Along with Indonesia and the Philippines, these Western Pacific countries are located in the tuna migratory path.
"We also urged the government to solidify its commitment to WCPFC by paying its annual dues," Teng said.
WCPFC stands for Commission for the Conservation and Management of Highly Migratory Fish Stocks of the Western and Central Pacific Ocean of which the Philippines is a signatory and member country.
To offset current industry woes, tuna producers here have resorted into pouring capital for investments in countries where tuna fishing grounds are located.
Teng said that along with eight other Filipino businessmen that included Marfenio Tan of San Andres Fishing Industries, they recently bought a tuna canning plant in Indonesia formerly owned by Purefoods Corporation. The move will enable them to fish in Indonesian waters.
But this came with a cost.
"We have to re-flag our fishing vessels and employ Indonesian workers and crew members," Teng said.
Hopefully, he added, Indonesia will lift its ban on exports of fresh tuna to the Philippines.
"Indonesia does not have the infrastructure to absorb all catches of its fledging tuna industry, Teng revealed.
"It could take over decade before Indonesia could build the infrastructure that will match what we have now."
In addition to Teng, who is president of TSP Fishing, other Filipino tuna producers like Damalerio Fishing and RD Group of companies have bought and built canning plants in Indonesia and Papua New Guinea respectively.
This practice is fast becoming an industry standard as tuna producers move to gain more access to fishing grounds even if this means capital flight and loss of job opportunities for Filipino workers.
Fishing boat operators have also slowly converted their engines from diesel to liquefied petroleum gas (LPG) powered. Industry players here said the government should provide incentives to those who want to convert their fishing vessels.

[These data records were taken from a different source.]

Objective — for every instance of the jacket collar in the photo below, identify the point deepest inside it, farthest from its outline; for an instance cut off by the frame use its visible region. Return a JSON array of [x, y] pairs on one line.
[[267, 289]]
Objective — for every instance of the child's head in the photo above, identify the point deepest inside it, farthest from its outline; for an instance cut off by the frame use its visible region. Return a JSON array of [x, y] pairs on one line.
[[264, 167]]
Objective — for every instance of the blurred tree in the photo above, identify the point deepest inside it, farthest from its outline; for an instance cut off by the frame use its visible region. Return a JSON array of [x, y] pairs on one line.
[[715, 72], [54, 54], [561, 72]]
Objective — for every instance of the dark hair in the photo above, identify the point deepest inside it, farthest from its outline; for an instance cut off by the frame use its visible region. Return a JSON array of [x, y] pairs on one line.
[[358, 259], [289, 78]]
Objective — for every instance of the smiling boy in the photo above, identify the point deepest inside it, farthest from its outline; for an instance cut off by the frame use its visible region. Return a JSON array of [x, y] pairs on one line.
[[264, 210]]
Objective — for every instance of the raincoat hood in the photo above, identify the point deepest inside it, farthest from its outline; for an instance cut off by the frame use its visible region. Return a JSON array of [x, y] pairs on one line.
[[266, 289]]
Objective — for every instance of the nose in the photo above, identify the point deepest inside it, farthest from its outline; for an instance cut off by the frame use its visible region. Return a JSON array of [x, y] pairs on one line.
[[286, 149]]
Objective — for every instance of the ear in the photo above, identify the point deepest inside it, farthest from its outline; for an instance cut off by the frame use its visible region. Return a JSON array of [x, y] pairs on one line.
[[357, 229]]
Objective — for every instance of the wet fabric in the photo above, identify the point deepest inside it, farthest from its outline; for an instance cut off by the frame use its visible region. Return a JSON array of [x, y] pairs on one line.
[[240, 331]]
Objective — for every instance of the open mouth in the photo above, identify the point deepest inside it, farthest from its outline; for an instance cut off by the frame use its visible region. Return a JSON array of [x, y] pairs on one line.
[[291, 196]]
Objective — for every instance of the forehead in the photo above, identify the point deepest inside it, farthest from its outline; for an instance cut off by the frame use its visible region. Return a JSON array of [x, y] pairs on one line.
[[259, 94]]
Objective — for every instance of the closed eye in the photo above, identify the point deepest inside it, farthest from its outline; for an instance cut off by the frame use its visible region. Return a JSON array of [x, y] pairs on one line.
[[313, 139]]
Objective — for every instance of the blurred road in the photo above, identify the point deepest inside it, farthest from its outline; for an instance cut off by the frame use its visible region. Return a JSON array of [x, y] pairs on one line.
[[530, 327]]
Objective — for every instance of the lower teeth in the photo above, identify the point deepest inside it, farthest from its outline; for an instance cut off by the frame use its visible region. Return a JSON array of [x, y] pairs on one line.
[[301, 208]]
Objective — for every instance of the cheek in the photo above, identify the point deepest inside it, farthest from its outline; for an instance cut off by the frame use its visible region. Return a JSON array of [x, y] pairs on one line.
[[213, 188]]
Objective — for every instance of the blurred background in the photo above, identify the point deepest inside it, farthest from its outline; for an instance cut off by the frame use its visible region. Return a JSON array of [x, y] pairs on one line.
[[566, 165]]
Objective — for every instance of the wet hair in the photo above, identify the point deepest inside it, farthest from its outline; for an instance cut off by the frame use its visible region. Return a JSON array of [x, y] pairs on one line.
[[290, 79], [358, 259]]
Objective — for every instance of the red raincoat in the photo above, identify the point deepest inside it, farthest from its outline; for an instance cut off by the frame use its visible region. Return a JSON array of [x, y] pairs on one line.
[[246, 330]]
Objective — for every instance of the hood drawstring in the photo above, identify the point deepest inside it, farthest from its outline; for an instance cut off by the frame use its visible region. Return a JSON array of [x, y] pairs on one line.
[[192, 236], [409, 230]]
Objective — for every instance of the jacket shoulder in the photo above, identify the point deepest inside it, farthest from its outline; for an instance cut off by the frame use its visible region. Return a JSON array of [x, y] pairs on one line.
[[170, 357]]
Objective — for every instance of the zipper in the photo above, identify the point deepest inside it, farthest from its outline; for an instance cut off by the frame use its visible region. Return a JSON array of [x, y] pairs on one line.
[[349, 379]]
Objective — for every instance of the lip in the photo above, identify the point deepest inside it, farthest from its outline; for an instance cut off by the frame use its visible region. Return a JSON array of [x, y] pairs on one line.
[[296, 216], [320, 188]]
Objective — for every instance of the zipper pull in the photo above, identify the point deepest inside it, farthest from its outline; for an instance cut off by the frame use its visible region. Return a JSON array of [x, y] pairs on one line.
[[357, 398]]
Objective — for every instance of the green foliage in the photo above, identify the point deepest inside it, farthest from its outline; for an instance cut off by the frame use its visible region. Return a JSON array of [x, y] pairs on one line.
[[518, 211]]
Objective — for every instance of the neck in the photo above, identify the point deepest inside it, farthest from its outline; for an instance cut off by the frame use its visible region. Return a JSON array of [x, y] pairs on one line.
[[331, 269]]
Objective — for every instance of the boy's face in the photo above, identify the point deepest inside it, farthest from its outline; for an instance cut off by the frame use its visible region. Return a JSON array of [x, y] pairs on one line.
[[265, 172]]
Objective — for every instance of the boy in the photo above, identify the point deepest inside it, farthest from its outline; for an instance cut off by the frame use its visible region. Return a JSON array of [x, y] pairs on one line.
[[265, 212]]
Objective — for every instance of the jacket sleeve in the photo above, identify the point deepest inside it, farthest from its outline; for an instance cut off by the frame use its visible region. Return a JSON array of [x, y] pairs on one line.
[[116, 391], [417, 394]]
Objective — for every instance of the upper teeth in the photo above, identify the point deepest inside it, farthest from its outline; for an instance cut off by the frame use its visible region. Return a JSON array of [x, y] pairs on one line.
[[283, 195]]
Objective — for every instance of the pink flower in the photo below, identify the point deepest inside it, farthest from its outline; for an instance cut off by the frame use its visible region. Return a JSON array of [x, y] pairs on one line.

Over the last 10 years, big purse seine operators have also resorted to buying 20 to 30 year old Japanese passenger and cargo ships and refit them into becoming fishing vessels.
Along with it, some purse seine operators have built their own shipyards and dry-docking facilities.
Industry survival
Despite the many problems the tuna industry is now facing, Teng said they will survive.
"We are in rough times but we are resilient," he said.
Unlike in Thailand where canneries are closing down, Teng said Philippine tuna canneries are still running.
"What we lost," he added, "are compensated in other forms such as increase prices."
But he concedes that a number of small fisher folks are affected by the ongoing problems in the industry.
Still, he said, they see a rebound in the years ahead. He might as well cross his fingers, too.